Ancien camp d'internement de tsiganes
Seul camp d'internement de Tsiganes conservé en France, Montreuil-Bellay livre un témoignage bouleversant sur une persécution oubliée. Un lieu de mémoire classé Monument Historique, unique en son genre.
Histoire
Au cœur du Maine-et-Loire, à quelques pas des douves du célèbre château médiéval de Montreuil-Bellay, subsiste un lieu que l'histoire aurait pu effacer : l'un des rares camps d'internement de Tsiganes encore visibles sur le sol français. Classé Monument Historique, ce site est une anomalie précieuse — un espace de mémoire brut, préservé non pour sa beauté architecturale, mais pour la force irréductible de son témoignage. Ce qui rend ce lieu singulier, c'est précisément ce qu'il refuse d'embellir. Ici, aucune reconstitution spectaculaire, aucun décor muséographique sophistiqué ne vient médiatiser l'émotion. Ce sont les structures mêmes — baraques, clôtures, empreintes au sol — qui parlent, dans leur dépouillement. Le visiteur est confronté à une réalité historique trop longtemps marginalisée : l'internement systématique des communautés tsiganes en France, ordonné dès 1940 et poursuivi jusqu'en 1945, sous des gouvernements successifs. La démarche pédagogique et documentaire développée sur le site est remarquable. Des panneaux, des archives photographiques et des témoignages recueillis auprès d'anciens internés ou de leurs descendants restituent les visages et les voix d'une communauté réduite au silence administratif.

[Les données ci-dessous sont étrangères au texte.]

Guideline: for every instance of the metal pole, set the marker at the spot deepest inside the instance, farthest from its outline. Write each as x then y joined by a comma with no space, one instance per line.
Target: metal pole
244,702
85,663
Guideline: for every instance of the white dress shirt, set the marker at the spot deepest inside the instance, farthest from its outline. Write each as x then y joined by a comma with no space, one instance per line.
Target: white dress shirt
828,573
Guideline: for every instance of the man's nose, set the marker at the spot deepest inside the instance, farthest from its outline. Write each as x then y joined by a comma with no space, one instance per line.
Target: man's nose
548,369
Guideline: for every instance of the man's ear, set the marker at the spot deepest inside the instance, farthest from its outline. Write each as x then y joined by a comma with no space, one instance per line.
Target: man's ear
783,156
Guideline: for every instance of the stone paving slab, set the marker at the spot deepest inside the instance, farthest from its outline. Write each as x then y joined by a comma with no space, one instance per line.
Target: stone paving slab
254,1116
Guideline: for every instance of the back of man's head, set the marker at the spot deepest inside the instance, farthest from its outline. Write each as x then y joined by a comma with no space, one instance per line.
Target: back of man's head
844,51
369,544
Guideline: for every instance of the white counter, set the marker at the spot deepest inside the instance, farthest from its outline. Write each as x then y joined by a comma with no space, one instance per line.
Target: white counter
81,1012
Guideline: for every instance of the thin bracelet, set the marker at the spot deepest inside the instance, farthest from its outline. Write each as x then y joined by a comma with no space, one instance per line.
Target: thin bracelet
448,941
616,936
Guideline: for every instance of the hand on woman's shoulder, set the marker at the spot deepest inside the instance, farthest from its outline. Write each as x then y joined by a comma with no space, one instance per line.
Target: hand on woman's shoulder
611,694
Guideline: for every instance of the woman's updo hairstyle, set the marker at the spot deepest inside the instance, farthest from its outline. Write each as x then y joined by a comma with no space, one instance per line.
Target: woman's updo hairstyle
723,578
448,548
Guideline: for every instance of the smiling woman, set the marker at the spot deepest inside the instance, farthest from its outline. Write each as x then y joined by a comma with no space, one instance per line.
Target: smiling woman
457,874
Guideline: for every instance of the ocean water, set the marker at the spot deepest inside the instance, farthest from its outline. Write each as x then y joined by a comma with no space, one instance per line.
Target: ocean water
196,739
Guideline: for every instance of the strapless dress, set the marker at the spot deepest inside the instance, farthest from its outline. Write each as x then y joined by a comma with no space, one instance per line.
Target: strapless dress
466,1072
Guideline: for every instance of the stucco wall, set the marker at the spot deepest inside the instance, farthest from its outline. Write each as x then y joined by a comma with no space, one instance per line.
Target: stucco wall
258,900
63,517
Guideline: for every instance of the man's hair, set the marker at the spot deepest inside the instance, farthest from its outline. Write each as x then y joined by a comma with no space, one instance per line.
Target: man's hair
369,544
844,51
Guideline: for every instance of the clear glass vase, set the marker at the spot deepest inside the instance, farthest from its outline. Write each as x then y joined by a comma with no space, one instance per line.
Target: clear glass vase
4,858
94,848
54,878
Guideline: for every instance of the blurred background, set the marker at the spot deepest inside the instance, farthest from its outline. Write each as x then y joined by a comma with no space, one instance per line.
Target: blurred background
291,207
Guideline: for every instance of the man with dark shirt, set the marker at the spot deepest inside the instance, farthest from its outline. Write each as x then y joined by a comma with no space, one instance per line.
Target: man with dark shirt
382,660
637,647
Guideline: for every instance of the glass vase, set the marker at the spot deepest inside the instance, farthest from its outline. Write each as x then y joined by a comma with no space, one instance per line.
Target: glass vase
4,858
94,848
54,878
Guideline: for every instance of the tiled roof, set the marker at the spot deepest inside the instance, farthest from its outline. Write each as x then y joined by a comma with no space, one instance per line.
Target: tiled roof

On y apprend que des familles entières — hommes, femmes, enfants — ont vécu dans des conditions précaires, privées de liberté pour le seul motif de leur mode de vie nomade. Le cadre environnant, avec ses douves et ses châtaigniers, crée un contraste saisissant avec la gravité du lieu. Cette juxtaposition n'est pas sans signification : elle rappelle que les persécutions ne se déroulent pas dans des espaces abstraits, mais au cœur de la France profonde, dans des paysages familiers et apaisants. Une visite ici n'est pas une simple excursion historique — c'est une confrontation intime avec une page douloureuse de notre mémoire nationale.
Architecture
Le camp de Montreuil-Bellay ne relève pas de l'architecture monumentale au sens traditionnel du terme. Il s'agit d'un ensemble fonctionnel d'urgence, caractéristique des installations de détention improvisées de la Seconde Guerre mondiale : baraques en bois de construction sommaire, espaces clôturés par des barbelés, quelques bâtiments en dur servant à l'administration et à la surveillance. L'ensemble occupe une parcelle délimitée par des clôtures dont certaines traces subsistent encore, témoins tangibles de l'enfermement. Les matériaux utilisés sont ceux de la pénurie : bois brut, tôle ondulée, parpaings. Les baraquements, alignés selon un plan orthogonal propre aux camps de l'époque, étaient dépourvus de tout confort. Les sanitaires collectifs, les points d'eau et les espaces de rassemblement forcé sont aujourd'hui lisibles dans le tissu du site, même si une grande partie des structures originelles a souffert du temps et du manque d'entretien durant les décennies d'oubli. Ce qui confère au site sa valeur architecturale et patrimoniale, c'est précisément l'authenticité de ses vestiges. Contrairement à d'autres lieux de mémoire reconstruits ou reconstitués, Montreuil-Bellay conserve des éléments originaux qui permettent une lecture directe de l'espace concentrationnaire. La disposition des baraques, la hiérarchie des espaces entre zone de vie des gardiens et zone des internés, ainsi que les systèmes de clôture témoignent d'une logique d'enfermement banale dans son efficacité et glaçante dans sa banalité.